Walking through Kaoshiung seemed to confirm that there are a
lot fewer foreigners living there. I noticed a distinct increase in the number
of people who wanted to say "hello" to me. There also seemed to be a lot more
English-language schools in Kaoshiung.
There was a lot of garbage in Kaoshiung. Although there were
some public garbage cans around, they were piled over with garbage. It looked
snow drifts of garbage around them. I finally resorted to precariously stacking
my paper cup on top of a 5 foot tall pile of garbage, which, upon closer
inspection, had completely buried a trashcan underneath. I tried my best to
place my cup artistically on the top as perhaps a site of interest for some
future traveler.
A word on garbage collection in Taiwan: Garbage is collected
daily in the cities, but instead of having city dumpsters or cans, garbage is
collected at strategic points throughout each block. There is a one-hour window
each evening where you can bring your garbage out and leave it on that spot, or
hand it directly to your friendly-neighborhood garbage man. The truck moves
from location to location playing melodious classical music. Taipei uses a
little ditty by Beethoven. I couldn't name the tune used in Kaoshiung, but it
was equally famous.
It was quite a shock, the first few times I heard it echoing
through the city canyon. I thought perhaps that it was an ice cream truck. I
was in for a rude shock when I finally saw where the music was coming from.
Kaoshiung also looks to be a city with less concern about
copyright infringement products. Taipei is filled with such knock-off products
but they're usually on the back-streets. Kaoshiung has them in the open all
over the place. Since my arrival in Taiwan I'd been bombarded with this
season's apparent name-brand rage: "Naturally JO JO".

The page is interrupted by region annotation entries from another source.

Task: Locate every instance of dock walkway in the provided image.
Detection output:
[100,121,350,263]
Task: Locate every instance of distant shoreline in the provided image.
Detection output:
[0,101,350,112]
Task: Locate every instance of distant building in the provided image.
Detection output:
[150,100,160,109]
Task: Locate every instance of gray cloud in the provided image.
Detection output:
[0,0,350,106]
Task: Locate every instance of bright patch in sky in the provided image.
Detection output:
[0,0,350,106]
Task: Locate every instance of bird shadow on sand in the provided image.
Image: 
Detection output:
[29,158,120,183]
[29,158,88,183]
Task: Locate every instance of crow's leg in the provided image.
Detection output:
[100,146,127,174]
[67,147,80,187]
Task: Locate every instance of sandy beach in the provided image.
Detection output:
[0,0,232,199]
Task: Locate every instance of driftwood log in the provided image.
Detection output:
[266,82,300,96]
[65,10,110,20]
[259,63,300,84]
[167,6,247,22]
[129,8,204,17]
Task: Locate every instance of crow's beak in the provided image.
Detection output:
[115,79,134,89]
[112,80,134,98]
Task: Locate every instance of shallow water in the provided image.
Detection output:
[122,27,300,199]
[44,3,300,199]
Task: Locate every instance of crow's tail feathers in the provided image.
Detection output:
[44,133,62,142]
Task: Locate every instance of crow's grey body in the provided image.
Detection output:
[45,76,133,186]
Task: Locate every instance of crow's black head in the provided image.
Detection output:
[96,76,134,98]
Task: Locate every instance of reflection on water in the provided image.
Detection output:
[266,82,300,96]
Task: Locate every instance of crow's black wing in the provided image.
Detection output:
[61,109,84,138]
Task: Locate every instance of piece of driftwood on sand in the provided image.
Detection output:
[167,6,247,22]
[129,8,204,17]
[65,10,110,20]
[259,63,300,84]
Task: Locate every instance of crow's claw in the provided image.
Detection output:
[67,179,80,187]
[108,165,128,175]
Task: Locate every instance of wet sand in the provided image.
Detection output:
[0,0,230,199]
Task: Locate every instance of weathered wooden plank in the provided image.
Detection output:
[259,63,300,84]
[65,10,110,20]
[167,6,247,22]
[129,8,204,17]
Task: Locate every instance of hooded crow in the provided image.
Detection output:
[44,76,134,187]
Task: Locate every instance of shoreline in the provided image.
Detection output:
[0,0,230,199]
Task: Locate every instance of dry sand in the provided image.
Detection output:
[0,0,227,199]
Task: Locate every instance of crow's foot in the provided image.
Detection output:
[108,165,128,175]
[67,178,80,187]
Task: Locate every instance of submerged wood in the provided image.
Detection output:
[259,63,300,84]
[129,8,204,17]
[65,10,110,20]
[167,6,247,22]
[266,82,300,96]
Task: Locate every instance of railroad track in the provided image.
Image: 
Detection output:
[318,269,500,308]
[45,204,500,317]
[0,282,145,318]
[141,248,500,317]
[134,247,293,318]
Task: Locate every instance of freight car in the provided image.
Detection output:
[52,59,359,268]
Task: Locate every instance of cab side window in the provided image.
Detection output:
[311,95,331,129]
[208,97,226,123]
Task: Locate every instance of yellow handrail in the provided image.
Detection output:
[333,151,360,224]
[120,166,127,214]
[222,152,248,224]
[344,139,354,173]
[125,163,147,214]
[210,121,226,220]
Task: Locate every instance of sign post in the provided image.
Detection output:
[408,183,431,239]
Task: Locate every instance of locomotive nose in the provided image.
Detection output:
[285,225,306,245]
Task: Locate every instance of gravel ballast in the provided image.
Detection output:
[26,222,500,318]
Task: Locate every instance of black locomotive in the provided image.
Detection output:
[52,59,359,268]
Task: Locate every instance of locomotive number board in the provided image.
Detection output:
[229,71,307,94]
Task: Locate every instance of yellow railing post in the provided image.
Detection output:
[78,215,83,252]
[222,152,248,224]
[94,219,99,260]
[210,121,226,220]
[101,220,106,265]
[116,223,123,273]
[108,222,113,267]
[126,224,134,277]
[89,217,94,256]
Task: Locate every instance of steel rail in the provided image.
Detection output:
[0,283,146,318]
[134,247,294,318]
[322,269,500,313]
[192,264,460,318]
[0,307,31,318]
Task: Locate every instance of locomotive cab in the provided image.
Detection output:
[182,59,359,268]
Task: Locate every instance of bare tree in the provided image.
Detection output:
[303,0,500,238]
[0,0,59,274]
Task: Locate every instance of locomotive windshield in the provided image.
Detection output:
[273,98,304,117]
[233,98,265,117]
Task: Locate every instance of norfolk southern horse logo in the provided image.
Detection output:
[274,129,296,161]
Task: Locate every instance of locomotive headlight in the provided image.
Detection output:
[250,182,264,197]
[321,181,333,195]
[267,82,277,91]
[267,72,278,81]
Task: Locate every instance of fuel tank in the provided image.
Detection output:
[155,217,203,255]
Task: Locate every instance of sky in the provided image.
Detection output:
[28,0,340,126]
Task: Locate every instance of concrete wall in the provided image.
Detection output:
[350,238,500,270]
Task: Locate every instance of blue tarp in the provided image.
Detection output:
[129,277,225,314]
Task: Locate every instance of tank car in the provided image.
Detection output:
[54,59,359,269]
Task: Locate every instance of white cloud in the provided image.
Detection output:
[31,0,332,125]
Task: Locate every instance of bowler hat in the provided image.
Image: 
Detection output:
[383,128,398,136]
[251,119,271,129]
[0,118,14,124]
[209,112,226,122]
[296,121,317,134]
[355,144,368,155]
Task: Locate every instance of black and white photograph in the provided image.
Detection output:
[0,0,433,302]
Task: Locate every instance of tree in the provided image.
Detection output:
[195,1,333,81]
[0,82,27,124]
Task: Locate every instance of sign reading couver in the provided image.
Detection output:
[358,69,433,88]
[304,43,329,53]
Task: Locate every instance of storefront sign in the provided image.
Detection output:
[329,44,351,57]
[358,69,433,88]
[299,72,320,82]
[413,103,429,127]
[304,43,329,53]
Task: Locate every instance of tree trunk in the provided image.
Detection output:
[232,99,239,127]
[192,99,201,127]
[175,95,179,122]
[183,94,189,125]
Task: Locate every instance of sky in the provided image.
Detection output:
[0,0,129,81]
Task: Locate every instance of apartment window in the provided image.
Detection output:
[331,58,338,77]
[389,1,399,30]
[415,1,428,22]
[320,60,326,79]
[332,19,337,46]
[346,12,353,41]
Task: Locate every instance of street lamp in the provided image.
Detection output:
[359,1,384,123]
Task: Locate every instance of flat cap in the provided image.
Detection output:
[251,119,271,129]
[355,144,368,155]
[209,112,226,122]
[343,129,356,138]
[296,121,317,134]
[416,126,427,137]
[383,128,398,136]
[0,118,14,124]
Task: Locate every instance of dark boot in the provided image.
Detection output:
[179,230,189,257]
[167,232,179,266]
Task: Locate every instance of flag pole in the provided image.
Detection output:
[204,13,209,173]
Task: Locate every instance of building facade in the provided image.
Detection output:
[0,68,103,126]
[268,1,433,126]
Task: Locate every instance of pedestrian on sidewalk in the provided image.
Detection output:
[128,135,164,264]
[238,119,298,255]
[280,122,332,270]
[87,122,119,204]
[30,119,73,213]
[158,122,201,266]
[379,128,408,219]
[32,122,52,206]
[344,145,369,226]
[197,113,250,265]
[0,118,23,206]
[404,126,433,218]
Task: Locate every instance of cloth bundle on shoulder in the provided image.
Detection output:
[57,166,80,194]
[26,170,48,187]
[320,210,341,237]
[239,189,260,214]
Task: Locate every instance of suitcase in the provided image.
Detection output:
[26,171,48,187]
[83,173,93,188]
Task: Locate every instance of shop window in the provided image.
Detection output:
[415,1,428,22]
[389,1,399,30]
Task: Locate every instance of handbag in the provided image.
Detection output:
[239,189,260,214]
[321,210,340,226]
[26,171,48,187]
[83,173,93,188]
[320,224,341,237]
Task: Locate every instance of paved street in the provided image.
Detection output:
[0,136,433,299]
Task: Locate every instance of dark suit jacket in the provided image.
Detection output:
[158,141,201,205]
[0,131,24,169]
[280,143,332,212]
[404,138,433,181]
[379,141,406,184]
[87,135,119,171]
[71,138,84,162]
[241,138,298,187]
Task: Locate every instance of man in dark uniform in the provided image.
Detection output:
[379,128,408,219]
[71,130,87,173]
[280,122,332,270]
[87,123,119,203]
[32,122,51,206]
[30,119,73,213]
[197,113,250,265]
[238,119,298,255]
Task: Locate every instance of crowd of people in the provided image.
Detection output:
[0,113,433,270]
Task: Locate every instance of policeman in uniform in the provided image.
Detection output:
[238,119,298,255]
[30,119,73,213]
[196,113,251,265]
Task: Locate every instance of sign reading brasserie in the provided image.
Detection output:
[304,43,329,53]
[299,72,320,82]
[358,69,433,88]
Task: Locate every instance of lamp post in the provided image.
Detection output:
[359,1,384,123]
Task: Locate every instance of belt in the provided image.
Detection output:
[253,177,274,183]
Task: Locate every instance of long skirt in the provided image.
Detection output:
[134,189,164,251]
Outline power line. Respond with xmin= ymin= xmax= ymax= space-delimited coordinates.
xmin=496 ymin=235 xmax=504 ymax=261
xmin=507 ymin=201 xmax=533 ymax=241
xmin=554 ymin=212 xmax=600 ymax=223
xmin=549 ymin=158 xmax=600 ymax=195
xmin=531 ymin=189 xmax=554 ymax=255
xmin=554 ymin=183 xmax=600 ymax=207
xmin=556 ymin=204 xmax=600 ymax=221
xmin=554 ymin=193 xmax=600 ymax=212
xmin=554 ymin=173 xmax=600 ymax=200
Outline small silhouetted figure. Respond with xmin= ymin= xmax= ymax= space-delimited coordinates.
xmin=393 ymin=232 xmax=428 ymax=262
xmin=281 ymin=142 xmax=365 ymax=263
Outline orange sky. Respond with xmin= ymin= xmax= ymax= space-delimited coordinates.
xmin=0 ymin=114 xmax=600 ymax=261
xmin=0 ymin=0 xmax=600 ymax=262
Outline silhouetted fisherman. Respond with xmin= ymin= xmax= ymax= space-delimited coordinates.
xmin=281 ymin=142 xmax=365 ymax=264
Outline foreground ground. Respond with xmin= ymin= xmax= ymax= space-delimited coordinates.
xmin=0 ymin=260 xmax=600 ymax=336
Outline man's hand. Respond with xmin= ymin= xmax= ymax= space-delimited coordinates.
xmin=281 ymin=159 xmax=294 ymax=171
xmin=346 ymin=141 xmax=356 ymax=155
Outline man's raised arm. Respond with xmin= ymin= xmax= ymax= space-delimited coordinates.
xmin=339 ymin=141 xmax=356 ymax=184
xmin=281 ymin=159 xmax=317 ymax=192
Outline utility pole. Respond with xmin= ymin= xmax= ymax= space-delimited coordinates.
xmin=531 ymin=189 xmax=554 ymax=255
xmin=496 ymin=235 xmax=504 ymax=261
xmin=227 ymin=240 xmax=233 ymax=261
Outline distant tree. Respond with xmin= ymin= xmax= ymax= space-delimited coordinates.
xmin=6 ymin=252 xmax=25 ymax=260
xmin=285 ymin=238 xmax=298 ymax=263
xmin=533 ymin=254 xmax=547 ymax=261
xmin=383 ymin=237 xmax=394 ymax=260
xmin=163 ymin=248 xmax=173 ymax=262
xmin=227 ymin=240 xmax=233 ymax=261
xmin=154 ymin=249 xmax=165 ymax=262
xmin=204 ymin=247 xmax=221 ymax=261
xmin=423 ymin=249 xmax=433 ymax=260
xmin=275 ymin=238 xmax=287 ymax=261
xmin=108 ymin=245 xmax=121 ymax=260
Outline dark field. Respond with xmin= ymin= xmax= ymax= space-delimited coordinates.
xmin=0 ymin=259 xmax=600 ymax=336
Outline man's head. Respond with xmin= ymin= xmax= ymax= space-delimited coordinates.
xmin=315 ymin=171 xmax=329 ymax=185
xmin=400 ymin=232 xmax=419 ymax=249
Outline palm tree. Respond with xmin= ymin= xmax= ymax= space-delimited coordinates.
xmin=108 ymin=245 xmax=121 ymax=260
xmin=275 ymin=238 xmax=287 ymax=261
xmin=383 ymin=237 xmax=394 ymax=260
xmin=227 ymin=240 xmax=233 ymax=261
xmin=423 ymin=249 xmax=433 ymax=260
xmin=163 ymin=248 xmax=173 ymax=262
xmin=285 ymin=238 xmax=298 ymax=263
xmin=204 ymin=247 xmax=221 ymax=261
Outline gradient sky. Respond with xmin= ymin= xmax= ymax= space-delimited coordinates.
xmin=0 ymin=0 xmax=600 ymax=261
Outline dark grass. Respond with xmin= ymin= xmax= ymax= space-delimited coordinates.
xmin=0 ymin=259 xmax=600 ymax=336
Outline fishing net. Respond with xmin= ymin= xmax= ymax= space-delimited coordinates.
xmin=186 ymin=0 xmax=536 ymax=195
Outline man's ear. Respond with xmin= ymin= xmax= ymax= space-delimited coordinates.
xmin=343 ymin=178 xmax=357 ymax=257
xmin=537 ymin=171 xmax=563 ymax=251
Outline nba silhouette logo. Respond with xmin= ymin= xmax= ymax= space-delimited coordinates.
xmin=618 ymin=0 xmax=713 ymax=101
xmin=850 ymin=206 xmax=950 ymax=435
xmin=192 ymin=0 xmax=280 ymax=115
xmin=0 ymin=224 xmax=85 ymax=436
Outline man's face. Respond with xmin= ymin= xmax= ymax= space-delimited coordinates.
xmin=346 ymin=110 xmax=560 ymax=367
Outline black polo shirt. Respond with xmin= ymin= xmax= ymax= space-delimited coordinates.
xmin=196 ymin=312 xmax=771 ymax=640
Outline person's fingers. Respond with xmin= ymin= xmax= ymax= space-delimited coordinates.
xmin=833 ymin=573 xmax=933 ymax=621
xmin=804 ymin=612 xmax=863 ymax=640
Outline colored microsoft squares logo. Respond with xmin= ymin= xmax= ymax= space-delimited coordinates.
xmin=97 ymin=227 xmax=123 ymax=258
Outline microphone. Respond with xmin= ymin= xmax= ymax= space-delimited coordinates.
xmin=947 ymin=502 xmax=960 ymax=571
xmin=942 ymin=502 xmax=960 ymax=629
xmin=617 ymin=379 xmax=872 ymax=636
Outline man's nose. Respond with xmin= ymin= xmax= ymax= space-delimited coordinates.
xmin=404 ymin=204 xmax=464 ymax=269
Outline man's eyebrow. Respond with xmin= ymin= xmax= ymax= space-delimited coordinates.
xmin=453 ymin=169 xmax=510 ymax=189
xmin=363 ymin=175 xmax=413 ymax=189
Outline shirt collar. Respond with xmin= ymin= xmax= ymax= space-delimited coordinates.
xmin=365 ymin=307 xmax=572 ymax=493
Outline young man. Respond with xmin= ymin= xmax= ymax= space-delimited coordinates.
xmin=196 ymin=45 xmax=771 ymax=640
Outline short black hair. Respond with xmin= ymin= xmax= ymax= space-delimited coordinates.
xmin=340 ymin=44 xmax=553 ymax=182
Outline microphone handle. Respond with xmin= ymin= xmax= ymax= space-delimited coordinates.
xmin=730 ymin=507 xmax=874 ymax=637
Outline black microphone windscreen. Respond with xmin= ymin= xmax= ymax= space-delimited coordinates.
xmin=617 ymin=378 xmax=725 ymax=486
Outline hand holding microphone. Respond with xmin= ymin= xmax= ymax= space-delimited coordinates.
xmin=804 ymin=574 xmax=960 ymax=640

All over Kaoshiung I encountered girls wearing "Natuapally
JC JC" shirts. The first one I saw made me burst out laughing on the
street.
Later, at lunch, I terrified a 6-year old child when I stood
up at a restaurant. He almost dropped his plate of food as he looked up at me
towering over him. In Taipei, they're a lot more laid back about my height.
I finished Palin's book. While I have no particular interest
in Hemingway, I found myself thinking phrases to myself like, "This drink isn't
big enough to slake a real man's thirst." Of course, when you're given only a
Dixie cup for your soft drink you'd be more than justified in using a phrase
like that.
Monday, Kenting
(4/10/2000)
I once had the "pleasure" of sleeping on a bed that was only
6' long. I got up in the middle of the night and slept on the sofa rather than
let my feet dangle in the wind.
I had no such escape Sunday night. Not only was the bed 3
inches too short, but also it was quite literally as hard as a board. Studying
it, it appeared to be nothing more than a box spring without a mattress, but it
was an industrial strength box spring. I awoke with my neck and back
locked.
My vertebrae were broken free by the rough 2.5 hour bus trip
to Kenting, which is located at the southern tip of Taiwan.
The bus had "in-flight" movies and we watched Tomorrow
Never Dies. It's the second Pierce Brosnan 007 film and the second one I've
seen on this trip. I can only hope the flight back to the states doesn't show
Goldeneye -- Brosnan's other 007 film and the worst one ever made.
2 hours and 15 minutes into the trip and only 15 minutes
away from our destination, the guy behind me decided he could not go any
farther without a cigarette.
"No Smoking" signs are universally ignored in Taiwan.
However, this guy decided he was going to be crafty. He kept the cigarette down
beneath his seat, ducked his head behind them to suck on it, then would grab
the curtains, and hold them over his mouth and blow out into them - thinking
perhaps that the driver wouldn't notice.
The driver, however, did notice. His response was to light
up too.
When sneaky boy got off the bus I got a good look at him;
his shirt said, in very big print, in English, "No Smoking". I wondered if that
was part of his cover or if he was totally ignorant of its meaning? (Or perhaps
he was being a smart-ass?)
What Sneaky Boy didnt notice was that, during his
struggles to hide his smoking, he dropped his keys. I had a long struggle with
my conscience as to whether I should tell him or not.
I didn't. He'd pissed me off just enough that I decided to
be petty, knowing full well that the bus had a long drive before it would get
back to the depot.
When we arrived in Kenting, we rented a Jeep. Kenting is a
very small town, but built around the beach crowd. Kenting is the place
in Taiwan to go to the beach and this is the town that aims to meet the needs
of that crowd. It has many restaurants (no surprise there) and several boast to
be 24 hours (big suprise there), discos, bars, scuba rental places, etc.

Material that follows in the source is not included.